SIDRAP, BKM–Politisi Nasdem selaku Bupati Sidrap H Syaharuddin Alrif telah membangun ulang rumah Amir (50), warga Kelurahan Bilokka, Kecamatan Panca Lautang, Kabupaten Sidrap, yang tidak layak huni yang selama ini ia tempati, Rabu (19/11).
Kedatangan Syahar-panggilan akrab Bupati Sidrap H Syaharuddin Alrif dikediaman Amir dan menyerahkan berbagai bentuk bantuan.
Didampingi Ketua TP PKK Sidrap Haslindah Syaharuddin, serta perwakilan Dinas Sosial dan Baznas, Syahar membawa bantuan kebutuhan pokok, perlengkapan rumah tangga, hingga alat pertanian.
“Untuk rumah dibantu langsung oleh bapak H. Rusdi Masse.
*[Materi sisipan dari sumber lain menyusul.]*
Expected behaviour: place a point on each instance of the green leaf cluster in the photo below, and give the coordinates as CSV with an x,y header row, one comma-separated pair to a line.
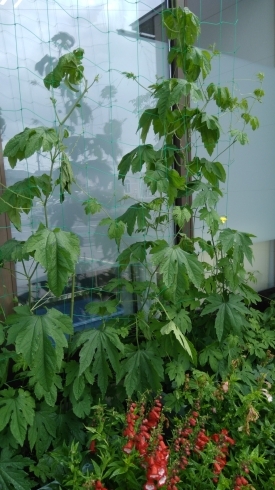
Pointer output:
x,y
68,69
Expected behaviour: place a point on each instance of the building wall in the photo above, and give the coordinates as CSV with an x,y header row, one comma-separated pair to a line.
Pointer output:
x,y
243,30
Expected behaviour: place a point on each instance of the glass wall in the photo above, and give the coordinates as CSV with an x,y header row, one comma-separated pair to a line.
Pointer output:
x,y
243,31
117,36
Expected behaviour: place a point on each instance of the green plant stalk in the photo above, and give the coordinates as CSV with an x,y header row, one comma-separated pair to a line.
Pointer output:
x,y
72,297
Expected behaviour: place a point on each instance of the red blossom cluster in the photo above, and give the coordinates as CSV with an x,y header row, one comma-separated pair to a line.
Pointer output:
x,y
99,486
223,442
240,482
143,434
148,441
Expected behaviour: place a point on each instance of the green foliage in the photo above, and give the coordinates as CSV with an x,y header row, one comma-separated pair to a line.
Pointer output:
x,y
187,312
68,69
173,261
12,474
135,159
33,336
141,368
66,178
31,140
18,198
100,348
17,411
58,252
230,313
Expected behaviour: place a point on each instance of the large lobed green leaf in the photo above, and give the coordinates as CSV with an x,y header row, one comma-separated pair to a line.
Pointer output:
x,y
33,336
135,159
17,411
29,141
100,350
230,313
241,244
58,252
136,215
12,474
173,261
69,69
142,369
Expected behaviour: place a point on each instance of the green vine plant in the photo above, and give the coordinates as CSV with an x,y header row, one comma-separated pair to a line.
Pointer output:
x,y
188,312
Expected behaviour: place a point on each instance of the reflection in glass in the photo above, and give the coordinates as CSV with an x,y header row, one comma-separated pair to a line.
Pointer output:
x,y
117,36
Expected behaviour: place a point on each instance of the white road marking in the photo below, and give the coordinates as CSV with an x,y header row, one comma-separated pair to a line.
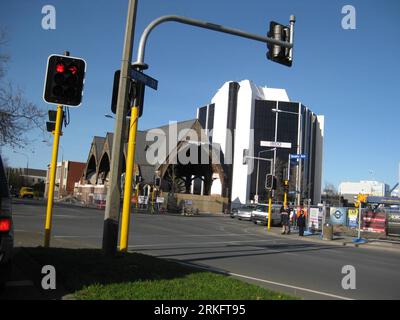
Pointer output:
x,y
267,281
21,283
85,237
200,243
202,235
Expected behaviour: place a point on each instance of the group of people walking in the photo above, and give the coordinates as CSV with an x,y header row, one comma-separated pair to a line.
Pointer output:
x,y
288,217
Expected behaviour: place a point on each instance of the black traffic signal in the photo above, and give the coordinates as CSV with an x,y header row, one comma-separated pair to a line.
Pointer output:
x,y
270,182
277,53
51,124
136,90
64,80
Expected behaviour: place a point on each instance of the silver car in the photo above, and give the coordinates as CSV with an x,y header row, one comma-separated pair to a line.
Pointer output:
x,y
243,212
6,228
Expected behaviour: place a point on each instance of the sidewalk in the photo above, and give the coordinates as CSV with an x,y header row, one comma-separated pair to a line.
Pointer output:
x,y
338,240
26,277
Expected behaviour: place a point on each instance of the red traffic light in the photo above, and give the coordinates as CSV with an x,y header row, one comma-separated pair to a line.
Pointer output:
x,y
73,69
60,68
64,80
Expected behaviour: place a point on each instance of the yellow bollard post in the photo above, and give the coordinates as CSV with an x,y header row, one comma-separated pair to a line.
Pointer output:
x,y
269,212
53,167
126,207
285,200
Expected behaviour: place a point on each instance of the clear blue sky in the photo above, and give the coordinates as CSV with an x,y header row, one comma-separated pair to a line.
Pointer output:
x,y
346,75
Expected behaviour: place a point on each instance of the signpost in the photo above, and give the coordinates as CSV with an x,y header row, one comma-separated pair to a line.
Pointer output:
x,y
273,144
298,156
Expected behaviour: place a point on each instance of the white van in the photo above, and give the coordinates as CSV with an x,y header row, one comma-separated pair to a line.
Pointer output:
x,y
260,214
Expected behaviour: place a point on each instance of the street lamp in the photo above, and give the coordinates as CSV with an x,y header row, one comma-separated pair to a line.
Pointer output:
x,y
258,168
298,170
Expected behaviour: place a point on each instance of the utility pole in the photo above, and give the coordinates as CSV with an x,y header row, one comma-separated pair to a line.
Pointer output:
x,y
113,204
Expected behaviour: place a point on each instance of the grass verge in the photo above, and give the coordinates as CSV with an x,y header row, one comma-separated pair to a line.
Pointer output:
x,y
88,275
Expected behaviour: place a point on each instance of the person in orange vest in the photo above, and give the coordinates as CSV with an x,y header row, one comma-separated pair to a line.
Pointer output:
x,y
301,223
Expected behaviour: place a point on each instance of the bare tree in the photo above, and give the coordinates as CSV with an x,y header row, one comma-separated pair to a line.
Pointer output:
x,y
17,116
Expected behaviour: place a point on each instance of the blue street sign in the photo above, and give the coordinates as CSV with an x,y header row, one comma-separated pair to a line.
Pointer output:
x,y
144,78
298,156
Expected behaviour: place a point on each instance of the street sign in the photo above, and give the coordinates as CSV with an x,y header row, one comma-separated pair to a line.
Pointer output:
x,y
273,144
144,78
298,156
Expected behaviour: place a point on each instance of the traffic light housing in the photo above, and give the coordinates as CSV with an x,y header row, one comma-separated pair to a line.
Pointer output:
x,y
270,182
277,53
136,91
286,186
64,80
245,155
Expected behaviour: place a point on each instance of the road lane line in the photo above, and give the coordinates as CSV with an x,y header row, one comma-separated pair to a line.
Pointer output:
x,y
21,283
266,281
199,243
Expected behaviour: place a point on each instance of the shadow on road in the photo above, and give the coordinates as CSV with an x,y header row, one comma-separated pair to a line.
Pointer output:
x,y
272,249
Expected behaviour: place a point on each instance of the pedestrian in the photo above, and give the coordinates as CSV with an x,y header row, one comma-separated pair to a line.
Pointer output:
x,y
288,210
301,223
284,220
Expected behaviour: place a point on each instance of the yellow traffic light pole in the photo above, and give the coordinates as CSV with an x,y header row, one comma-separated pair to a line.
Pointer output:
x,y
53,167
269,211
130,163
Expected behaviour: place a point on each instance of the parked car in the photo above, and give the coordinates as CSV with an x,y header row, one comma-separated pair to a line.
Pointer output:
x,y
26,192
260,214
6,228
243,212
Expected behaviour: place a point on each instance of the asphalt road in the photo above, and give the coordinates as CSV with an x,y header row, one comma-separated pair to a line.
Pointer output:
x,y
246,251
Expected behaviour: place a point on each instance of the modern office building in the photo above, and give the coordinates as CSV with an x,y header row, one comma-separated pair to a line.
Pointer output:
x,y
241,116
373,188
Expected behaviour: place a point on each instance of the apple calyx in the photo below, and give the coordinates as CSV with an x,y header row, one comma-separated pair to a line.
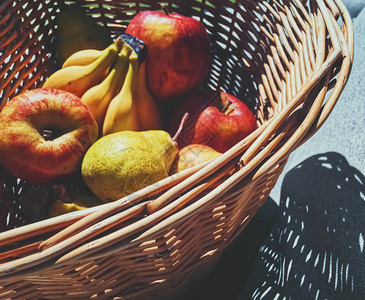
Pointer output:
x,y
165,9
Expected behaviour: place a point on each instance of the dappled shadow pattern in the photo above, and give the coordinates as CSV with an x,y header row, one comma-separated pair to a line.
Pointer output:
x,y
316,250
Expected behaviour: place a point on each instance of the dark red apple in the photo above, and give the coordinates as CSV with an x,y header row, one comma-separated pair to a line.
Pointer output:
x,y
222,127
45,134
179,54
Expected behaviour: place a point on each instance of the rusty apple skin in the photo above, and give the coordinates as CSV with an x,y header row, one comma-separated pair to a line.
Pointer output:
x,y
222,130
178,56
23,150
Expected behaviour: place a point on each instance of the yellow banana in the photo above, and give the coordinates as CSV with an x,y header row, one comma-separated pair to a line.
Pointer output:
x,y
83,57
78,79
149,117
88,56
122,111
98,97
58,207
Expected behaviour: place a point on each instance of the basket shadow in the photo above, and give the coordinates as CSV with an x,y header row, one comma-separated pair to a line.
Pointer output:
x,y
316,249
233,268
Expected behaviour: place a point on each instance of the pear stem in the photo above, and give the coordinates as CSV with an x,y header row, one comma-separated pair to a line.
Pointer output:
x,y
181,126
47,134
165,9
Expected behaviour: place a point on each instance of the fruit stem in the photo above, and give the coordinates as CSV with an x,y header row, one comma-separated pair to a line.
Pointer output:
x,y
47,134
181,126
165,9
225,107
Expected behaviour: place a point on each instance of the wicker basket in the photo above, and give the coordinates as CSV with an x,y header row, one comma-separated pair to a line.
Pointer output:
x,y
290,61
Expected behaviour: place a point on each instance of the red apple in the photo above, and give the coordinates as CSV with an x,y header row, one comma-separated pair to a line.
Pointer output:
x,y
223,127
179,54
193,103
45,134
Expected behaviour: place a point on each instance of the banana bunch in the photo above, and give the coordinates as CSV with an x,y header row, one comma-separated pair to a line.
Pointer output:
x,y
111,82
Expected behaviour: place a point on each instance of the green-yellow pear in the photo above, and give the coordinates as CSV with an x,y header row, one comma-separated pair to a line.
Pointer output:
x,y
121,163
192,155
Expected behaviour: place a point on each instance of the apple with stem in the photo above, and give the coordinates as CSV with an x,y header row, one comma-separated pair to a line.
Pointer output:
x,y
45,134
179,53
222,127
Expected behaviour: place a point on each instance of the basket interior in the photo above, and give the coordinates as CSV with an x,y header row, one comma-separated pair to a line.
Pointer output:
x,y
263,53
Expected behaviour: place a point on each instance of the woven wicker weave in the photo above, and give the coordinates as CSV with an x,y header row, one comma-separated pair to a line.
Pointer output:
x,y
289,60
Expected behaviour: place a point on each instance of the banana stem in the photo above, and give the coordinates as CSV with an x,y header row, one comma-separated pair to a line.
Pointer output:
x,y
181,126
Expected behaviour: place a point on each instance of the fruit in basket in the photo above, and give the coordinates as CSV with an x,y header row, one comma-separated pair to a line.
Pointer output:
x,y
121,163
78,79
45,134
133,108
98,97
191,156
193,103
76,31
221,126
179,54
122,110
149,114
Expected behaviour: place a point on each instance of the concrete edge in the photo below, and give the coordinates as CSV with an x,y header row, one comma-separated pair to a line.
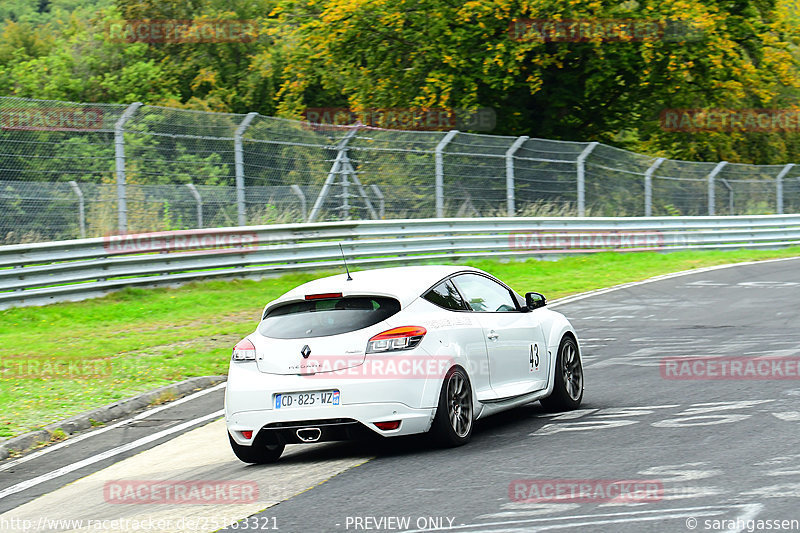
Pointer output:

Sekarang pekerjaannya sudah dimulai dan akan berdiri kurang lebih sepuluh hari ke depan,”ujar Syahar yang juga Sekretaris DPW Nasdem Sulsel ini.
Pemerintah Kabupaten Sidrap, lanjutnya, telah membentuk tim khusus untuk menelusuri seluruh warga yang menempati rumah tidak layak huni di 11 kecamatan.
Program ini menjadi bagian dari langkah strategis menurunkan angka kemiskinan di Sidrap.
“Jika ada warga yang mengetahui rumah tidak layak huni, segera laporkan. Ini menjadi prioritas kami,” tegasnya.
Amir, bersama istri dan dua anak perempuannya, selama bertahun-tahun hidup di bangunan berukuran 2 x 2 meter yang nyaris roboh.
Dindingnya terbuat dari potongan bambu rapuh, atapnya hanya terpal, sementara tangga menuju pintu disusun dari kayu hutan seadanya.
Setiap malam Amir dihantui rasa cemas khawatir hewan liar masuk dan mengancam keselamatan keluarganya. “Takut tinggal di bangunan bekas kandang ayam, tapi mau bagaimana lagi,”ucap Amir lirih.
Kini, rasa takut itu perlahan tergantikan oleh harapan baru. Ia tak mampu menyembunyikan rasa syukurnya.
“Terima kasih banyak Pak Bupati Sidrap dan Bapak RMS atas bantuannya,”ujar Amir penuh haru.
Selain rumah baru, dua anak Amir juga dijanjikan akan difasilitasi untuk melanjutkan pendidikan hingga ke jenjang tinggi agar kelak memperoleh pekerjaan yang layak. Sebuah harapan besar bagi keluarga kecil ini untuk menata masa depan yang lebih baik.
Sebelumnya, Ketua Dewan Pimpinan Wilayah (DPW) Partai Nasdem Provinsi Sulsel Rusdi Masse Mappasessu (RMS) yang dikenal dengan gerakan politik kemanusiaannya tak tinggal diam stelah melihat kabar yang beredar dimedia sosial sebuah keluarga di Sidrap terpaksa hidup di gubuk panggung, tanpa penerangan listrik.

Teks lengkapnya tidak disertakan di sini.